Unfortunately, a trial judge cannot in all circumstances evaluate marital property with razor-sharp exactness so that each party’s share has a precise monetary value. Interests in a professional corporation are basically the sum of the earning capacities of the professional shareholders in the corporation. See 17 B. Eaton, Jr., Business Organizations § 12.05[1] (1975 ed.). The accounts receivable represent delayed install-' ments of that earning capacity. Experts may be able to place a current value on a medical practice, but there are so many uncertainties in human behavior, health, habits, desires, ambitions and life itself, that to place a long-term value on professional earnings cannot be done with judicial exactitude.

*496Although the judge in the present case did not place a specific value on the husband’s interest in the corporation, it is clear from the record that he did consider “the value” of the corporation in determining the division of property. Testimony of an expert witness and an exhibit attempted to prove the value of the corporation and the value of Dr. Moss’ interest therein. Further, while the order does award Dr. Moss his interest in the corporation, including his unvested retirement benefits, it awards Mrs. Moss virtually all other assets of substantial and determinable value.

We believe that the introduction of the evidence regarding the value of Dr.
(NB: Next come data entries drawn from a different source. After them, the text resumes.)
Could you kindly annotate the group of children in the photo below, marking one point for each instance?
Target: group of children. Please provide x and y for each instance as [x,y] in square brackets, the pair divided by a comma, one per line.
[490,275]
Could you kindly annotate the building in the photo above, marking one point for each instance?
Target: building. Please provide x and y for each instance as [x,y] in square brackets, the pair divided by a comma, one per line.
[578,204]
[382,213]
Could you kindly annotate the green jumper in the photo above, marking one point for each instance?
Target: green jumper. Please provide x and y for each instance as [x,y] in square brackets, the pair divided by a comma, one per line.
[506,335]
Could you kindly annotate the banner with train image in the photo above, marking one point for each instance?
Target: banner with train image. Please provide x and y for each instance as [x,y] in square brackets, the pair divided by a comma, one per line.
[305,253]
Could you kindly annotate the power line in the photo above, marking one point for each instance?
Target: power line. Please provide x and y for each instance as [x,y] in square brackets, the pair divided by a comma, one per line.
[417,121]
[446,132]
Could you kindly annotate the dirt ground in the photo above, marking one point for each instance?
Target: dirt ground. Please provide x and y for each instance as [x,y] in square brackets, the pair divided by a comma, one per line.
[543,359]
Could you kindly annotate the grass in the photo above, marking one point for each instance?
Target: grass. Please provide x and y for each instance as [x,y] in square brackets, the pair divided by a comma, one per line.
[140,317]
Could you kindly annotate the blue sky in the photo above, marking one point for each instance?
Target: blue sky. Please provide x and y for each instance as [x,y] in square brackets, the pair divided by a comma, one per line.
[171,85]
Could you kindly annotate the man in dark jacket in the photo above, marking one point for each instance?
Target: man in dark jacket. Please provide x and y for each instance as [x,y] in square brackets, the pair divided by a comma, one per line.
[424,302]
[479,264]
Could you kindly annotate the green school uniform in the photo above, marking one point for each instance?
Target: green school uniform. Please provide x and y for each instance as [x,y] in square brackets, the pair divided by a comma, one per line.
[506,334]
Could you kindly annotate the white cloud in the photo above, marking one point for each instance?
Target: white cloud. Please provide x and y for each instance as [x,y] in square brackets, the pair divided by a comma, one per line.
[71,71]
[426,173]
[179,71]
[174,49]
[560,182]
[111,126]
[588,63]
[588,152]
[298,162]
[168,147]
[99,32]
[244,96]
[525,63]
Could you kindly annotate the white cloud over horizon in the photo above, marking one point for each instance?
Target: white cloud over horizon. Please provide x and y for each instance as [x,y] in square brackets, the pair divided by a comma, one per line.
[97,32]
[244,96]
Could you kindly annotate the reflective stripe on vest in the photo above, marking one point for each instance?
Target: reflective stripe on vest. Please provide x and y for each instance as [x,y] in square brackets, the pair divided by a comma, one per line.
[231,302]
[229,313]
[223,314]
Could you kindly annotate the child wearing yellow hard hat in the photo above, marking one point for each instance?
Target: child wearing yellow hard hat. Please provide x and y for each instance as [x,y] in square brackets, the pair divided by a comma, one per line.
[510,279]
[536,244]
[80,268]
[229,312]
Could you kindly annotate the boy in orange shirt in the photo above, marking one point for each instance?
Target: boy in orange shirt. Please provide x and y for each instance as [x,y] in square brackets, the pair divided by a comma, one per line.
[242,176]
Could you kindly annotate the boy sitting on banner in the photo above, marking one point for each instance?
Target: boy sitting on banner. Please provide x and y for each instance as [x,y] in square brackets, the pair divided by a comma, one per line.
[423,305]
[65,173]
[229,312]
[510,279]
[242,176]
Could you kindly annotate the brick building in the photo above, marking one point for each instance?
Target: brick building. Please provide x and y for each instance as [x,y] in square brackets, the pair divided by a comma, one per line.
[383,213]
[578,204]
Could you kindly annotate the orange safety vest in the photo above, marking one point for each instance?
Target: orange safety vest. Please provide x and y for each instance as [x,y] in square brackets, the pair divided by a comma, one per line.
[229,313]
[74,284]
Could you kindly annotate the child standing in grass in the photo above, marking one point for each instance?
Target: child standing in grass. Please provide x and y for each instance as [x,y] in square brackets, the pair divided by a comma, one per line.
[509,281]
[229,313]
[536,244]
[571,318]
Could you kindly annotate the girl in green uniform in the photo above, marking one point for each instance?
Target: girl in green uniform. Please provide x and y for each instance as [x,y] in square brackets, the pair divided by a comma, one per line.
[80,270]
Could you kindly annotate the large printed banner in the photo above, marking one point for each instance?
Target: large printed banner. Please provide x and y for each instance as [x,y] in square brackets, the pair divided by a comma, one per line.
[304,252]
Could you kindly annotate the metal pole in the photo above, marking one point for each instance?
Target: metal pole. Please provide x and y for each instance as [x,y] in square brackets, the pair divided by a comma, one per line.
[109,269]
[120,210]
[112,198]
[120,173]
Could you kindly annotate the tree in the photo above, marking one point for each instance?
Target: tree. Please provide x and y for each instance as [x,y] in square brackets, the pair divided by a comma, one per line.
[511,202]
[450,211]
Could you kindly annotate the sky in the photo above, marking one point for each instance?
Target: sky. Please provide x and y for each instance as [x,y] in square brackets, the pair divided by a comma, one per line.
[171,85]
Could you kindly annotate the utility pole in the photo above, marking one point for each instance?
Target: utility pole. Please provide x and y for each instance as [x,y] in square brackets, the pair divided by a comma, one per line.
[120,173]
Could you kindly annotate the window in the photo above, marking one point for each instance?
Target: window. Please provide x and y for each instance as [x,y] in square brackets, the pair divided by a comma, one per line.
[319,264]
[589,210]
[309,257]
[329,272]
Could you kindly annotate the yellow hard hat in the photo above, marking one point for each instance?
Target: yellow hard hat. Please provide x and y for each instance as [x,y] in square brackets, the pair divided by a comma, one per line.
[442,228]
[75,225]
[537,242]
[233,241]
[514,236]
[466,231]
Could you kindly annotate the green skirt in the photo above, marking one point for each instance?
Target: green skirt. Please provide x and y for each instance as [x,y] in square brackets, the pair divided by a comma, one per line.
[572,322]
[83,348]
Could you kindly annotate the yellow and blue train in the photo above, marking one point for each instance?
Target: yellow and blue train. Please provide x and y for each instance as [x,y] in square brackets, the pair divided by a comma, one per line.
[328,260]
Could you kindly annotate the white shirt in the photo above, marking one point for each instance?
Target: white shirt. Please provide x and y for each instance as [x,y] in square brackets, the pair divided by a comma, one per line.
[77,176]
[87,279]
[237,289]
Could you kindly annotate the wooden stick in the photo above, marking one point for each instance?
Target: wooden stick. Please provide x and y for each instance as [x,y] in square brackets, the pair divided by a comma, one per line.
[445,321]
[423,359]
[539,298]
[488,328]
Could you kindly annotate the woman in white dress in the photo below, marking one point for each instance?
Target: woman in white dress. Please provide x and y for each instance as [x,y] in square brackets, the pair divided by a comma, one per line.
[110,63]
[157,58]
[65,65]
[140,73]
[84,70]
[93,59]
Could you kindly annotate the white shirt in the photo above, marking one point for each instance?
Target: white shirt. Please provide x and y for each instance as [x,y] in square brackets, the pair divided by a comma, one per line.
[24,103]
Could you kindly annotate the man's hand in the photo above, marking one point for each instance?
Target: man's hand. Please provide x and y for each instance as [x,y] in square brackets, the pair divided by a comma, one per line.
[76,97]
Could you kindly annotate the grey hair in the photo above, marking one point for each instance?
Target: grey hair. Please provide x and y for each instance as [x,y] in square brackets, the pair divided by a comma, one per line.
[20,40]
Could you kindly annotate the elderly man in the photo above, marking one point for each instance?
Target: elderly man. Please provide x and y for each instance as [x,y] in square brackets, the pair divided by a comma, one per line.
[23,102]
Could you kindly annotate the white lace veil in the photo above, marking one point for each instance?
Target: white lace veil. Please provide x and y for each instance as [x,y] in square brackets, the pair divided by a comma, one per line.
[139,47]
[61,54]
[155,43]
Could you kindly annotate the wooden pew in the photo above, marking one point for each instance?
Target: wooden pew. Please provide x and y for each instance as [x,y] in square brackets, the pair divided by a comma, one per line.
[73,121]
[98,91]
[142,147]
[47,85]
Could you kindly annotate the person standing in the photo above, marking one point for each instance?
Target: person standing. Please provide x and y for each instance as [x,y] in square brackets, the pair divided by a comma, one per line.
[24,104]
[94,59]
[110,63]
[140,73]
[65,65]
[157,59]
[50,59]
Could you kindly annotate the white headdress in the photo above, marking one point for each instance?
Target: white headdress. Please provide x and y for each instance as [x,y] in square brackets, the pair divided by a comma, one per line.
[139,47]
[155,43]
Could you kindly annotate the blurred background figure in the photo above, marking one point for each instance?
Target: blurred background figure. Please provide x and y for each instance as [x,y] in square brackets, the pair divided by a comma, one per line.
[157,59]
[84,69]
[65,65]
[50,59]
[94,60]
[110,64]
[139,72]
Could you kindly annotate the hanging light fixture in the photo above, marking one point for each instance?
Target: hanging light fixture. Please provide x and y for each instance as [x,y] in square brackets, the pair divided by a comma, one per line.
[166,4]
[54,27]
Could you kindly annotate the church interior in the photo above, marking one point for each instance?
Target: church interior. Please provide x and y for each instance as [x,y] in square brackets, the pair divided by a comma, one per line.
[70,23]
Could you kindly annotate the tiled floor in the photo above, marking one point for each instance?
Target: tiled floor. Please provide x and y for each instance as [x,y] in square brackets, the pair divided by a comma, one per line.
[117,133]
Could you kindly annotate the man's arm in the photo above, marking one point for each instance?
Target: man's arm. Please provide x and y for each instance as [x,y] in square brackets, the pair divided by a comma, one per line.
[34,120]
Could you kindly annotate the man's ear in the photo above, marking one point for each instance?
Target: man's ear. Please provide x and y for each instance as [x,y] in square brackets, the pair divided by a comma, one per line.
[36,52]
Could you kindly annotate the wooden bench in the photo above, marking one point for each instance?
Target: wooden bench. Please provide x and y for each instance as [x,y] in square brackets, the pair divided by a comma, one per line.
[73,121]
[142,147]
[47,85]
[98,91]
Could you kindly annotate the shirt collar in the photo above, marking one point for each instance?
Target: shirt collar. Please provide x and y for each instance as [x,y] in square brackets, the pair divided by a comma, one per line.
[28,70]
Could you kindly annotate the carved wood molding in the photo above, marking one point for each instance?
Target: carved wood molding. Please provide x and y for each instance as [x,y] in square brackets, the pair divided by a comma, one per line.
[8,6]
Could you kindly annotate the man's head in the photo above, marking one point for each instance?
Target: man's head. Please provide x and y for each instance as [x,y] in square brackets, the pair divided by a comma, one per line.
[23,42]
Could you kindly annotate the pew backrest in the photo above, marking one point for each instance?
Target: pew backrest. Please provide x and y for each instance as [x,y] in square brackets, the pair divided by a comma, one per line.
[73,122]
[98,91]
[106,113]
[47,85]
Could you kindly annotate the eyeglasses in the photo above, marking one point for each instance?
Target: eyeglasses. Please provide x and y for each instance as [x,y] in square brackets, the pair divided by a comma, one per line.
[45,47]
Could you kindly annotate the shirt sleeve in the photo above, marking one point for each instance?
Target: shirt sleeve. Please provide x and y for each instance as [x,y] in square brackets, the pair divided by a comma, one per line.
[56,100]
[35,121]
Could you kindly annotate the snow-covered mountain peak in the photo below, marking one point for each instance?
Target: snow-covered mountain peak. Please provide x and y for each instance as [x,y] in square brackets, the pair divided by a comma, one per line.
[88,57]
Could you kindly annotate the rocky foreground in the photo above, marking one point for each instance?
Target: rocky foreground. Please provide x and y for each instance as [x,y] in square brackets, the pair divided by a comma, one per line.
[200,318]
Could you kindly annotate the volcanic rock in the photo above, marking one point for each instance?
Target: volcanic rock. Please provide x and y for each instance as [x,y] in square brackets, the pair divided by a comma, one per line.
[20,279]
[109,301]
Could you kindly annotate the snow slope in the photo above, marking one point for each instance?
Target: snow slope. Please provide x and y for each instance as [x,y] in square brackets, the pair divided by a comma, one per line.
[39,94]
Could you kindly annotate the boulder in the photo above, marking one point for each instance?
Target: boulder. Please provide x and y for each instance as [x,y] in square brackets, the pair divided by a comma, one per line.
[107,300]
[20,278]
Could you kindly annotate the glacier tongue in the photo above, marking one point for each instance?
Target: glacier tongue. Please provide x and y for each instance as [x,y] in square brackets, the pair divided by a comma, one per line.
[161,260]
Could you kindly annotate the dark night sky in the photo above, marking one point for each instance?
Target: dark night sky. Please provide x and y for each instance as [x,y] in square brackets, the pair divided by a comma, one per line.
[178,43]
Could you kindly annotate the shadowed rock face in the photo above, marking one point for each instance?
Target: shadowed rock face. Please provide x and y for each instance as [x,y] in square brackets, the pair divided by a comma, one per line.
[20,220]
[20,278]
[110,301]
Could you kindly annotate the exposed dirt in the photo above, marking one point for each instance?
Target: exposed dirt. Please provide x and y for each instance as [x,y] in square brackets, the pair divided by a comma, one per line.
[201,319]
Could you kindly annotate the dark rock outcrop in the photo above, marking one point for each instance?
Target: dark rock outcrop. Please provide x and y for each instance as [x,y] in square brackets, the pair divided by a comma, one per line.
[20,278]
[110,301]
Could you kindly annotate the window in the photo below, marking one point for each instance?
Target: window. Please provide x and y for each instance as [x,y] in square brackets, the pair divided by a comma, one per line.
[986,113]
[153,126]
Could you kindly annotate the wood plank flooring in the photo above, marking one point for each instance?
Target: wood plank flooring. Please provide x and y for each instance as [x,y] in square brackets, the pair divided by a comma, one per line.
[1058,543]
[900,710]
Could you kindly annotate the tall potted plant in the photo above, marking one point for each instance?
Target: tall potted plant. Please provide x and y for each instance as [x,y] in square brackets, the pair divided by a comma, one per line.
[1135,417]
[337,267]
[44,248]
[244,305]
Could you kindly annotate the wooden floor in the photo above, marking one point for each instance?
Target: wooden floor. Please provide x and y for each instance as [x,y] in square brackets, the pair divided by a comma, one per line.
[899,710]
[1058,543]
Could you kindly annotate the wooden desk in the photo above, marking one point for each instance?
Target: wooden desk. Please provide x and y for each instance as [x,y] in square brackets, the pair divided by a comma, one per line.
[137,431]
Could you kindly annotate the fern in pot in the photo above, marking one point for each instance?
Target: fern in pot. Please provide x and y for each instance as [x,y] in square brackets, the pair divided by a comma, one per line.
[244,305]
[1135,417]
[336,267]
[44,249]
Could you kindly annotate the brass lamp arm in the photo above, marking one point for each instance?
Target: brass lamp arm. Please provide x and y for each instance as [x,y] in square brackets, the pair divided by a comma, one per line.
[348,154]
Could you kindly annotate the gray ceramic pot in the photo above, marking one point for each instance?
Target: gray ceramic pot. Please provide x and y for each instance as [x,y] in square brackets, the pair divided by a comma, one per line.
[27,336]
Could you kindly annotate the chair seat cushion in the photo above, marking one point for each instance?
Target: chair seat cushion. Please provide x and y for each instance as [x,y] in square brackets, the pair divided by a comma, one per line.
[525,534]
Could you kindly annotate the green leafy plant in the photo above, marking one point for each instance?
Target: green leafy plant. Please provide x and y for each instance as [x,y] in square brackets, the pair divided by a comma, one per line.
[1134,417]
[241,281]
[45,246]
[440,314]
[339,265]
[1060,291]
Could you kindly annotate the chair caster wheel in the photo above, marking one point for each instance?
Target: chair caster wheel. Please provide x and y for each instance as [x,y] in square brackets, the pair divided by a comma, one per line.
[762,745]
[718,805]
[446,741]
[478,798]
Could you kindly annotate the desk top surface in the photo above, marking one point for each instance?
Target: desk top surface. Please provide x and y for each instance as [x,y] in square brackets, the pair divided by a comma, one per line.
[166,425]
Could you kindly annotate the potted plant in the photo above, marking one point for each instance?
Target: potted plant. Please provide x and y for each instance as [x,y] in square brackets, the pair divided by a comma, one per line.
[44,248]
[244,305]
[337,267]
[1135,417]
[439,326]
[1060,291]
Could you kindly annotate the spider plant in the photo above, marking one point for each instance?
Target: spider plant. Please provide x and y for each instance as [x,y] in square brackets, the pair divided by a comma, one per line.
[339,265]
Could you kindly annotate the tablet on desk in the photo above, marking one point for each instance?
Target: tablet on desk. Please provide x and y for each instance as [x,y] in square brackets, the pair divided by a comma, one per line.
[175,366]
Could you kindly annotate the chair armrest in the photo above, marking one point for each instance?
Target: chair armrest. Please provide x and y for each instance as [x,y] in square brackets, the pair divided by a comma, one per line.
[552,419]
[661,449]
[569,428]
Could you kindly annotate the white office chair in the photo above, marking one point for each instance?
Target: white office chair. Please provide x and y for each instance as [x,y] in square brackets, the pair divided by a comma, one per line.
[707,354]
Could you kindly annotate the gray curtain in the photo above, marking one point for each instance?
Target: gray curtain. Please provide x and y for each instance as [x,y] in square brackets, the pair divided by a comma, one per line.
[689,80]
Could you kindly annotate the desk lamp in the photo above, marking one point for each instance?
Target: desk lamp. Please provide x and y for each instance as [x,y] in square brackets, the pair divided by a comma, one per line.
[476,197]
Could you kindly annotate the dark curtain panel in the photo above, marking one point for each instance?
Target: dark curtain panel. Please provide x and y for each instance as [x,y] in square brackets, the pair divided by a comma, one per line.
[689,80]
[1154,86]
Moss’ interest, coupled with the context of the entire permanent order, demonstrates clearly that the trial court based its order on competent evidence and a thorough consideration of every material factor. The trial court has broad discretion in dividing marital property, Brocato v. Brocato, 172 Colo. 390, 473 P.2d 702 (1970), and we hold that the trial court did not abuse its discretion in this case.

The judgment is affirmed.

MR. JUSTICE GROVES and MR. JUSTICE ERICKSON dissent. MR. JUSTICE DAY does not participate.

The Uniform Dissolution of Marriage Act, section 14-10-101, et seq., applies only to actions commenced on or after January l, 1972. Section 14-10-133, C.R.S. 1973.

For a fuller discussion of the facts in this case, see the court of appeals opinion. Moss v. Moss, 35 Colo. App. 53, 531 P.2d 635 (1974).

The $100,000 decreasing term policy was awarded to the doctor with the right to do with it as he saw fit.

Section 12-36-134, C.R.S. 1973, permits physicians to form professional service corporations within limitations.